Now, assuming that my understanding is correct... Are the character
entities emsp (em space) and mdash (em dash) truly and reliably one em
in width? Or does the lousiness of many (free) fonts out there extend
even to this?
That’s really a completely different issue, and independent of CSS; it
is a character and glyph level issue. However, CSS can be used to check
such things. Just put a character in a block element with width: 1em and
e.g. a visible outline, and you will see the width of the glyph.
In many fonts, EM DASH has a visible width of 1em, but there is no
requirement on this, and in fact the width is smaller e.g. in Georgia
and Verdana. The advance width (i.e. the width of the visible glyph plus
any inherent spacing on the left and on the right of it) may be larger,
but again, it need not equal 1em. The name EM DASH is partly misleading.

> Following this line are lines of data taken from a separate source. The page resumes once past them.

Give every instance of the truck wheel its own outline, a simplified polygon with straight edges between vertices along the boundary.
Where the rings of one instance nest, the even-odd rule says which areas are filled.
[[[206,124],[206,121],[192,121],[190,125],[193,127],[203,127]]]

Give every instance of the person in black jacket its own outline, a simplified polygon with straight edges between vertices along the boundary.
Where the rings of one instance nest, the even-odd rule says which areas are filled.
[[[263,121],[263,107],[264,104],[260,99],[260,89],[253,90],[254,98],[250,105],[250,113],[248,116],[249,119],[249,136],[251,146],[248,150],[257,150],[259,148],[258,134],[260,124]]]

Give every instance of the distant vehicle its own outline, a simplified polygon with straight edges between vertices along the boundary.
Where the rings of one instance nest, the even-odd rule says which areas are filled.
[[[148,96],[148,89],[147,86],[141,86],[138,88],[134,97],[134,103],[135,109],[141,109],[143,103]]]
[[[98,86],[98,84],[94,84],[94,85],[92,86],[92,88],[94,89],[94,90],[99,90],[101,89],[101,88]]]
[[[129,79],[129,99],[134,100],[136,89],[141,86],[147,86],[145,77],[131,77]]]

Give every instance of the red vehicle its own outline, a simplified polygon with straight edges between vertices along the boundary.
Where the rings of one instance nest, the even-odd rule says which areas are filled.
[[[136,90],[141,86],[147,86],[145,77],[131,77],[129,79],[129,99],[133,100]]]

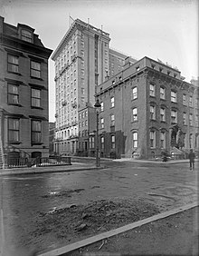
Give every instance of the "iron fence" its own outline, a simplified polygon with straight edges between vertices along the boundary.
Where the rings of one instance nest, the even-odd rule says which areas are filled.
[[[17,167],[44,167],[56,165],[70,165],[71,157],[53,156],[53,157],[37,157],[37,158],[6,158],[8,168]]]

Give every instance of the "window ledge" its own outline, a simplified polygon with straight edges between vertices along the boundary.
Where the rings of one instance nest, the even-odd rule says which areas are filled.
[[[8,142],[9,144],[21,144],[21,142]]]
[[[18,103],[7,103],[8,105],[12,105],[12,106],[19,106],[19,107],[22,107],[21,104],[18,104]]]
[[[31,106],[31,108],[43,110],[43,107]]]
[[[7,71],[7,73],[9,73],[9,74],[17,74],[17,75],[22,75],[22,74],[21,74],[21,73],[18,73],[18,72]]]
[[[43,145],[43,143],[31,143],[32,145]]]
[[[36,80],[40,80],[40,81],[43,81],[43,78],[40,78],[40,77],[35,77],[35,76],[32,76],[32,75],[31,75],[31,78],[33,78],[33,79],[36,79]]]

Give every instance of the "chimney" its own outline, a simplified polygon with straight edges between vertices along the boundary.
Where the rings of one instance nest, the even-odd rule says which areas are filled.
[[[4,31],[4,22],[5,22],[5,18],[0,16],[0,33],[3,33]]]
[[[126,69],[126,68],[128,68],[128,67],[129,67],[129,66],[130,66],[130,57],[128,56],[128,57],[125,59],[125,64],[124,64],[124,65],[123,65],[123,68]]]

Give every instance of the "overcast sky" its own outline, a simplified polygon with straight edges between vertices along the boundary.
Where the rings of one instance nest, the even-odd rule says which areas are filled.
[[[110,47],[136,59],[160,59],[198,76],[198,0],[0,0],[5,22],[28,25],[45,47],[55,50],[70,15],[110,35]],[[54,122],[54,63],[49,61],[50,122]]]

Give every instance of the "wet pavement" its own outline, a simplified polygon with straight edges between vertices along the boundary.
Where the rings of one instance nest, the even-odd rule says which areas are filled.
[[[194,207],[59,255],[198,256],[198,210]]]
[[[187,162],[127,162],[99,170],[5,175],[0,180],[4,236],[9,246],[29,246],[25,235],[33,228],[34,216],[68,204],[141,198],[165,212],[198,199],[198,172],[189,172]],[[52,243],[56,246],[56,241]]]

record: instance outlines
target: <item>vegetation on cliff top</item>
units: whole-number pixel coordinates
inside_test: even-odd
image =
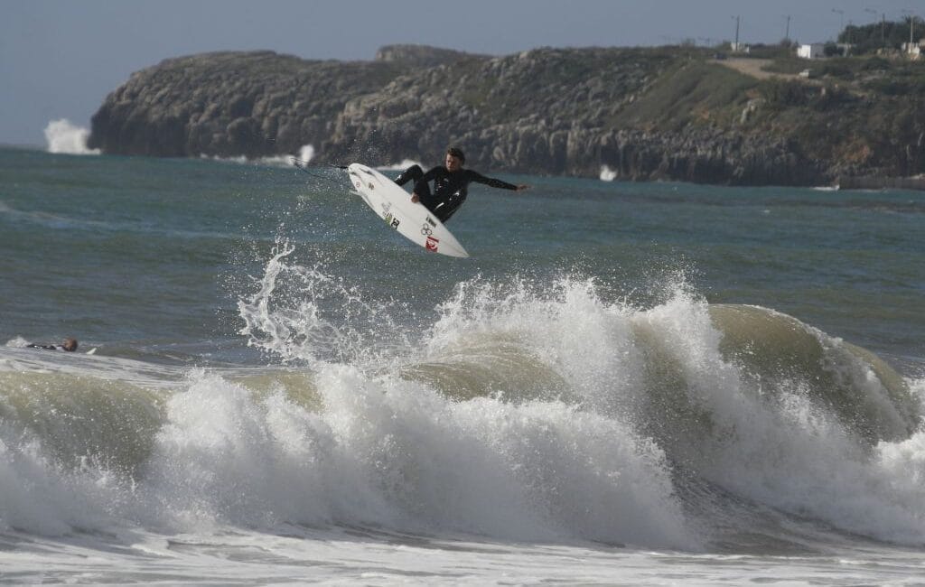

EM DASH is just a punctuation mark, used mainly in US English, to
separate (like parentheses) remarks—like this—in the middle of a
sentence, and in a few other uses. Typographically, it should be
noticeably wider than EN DASH, but there is no fixed rule on its width.
The EM SPACE, on the other hand, has been defined to have the width of
1em. The code chart in the Unicode Standard says: “nominally, a space
equal to the type size in points”, which is a bit messy way of saying
that its width is 1em. But the standard adds: “may scale by the
condensation factor of a font”. In practice, in HTML documents, if you
justify text (text-align: justify), EM DASH and other fixed-width spaces
are not stretched. However, this is just what happens in practice, not a
requirement. There is a precedent: browsers used to treat NO-BREAK SPACE
as non-stretchable in justification, but this has now been changed.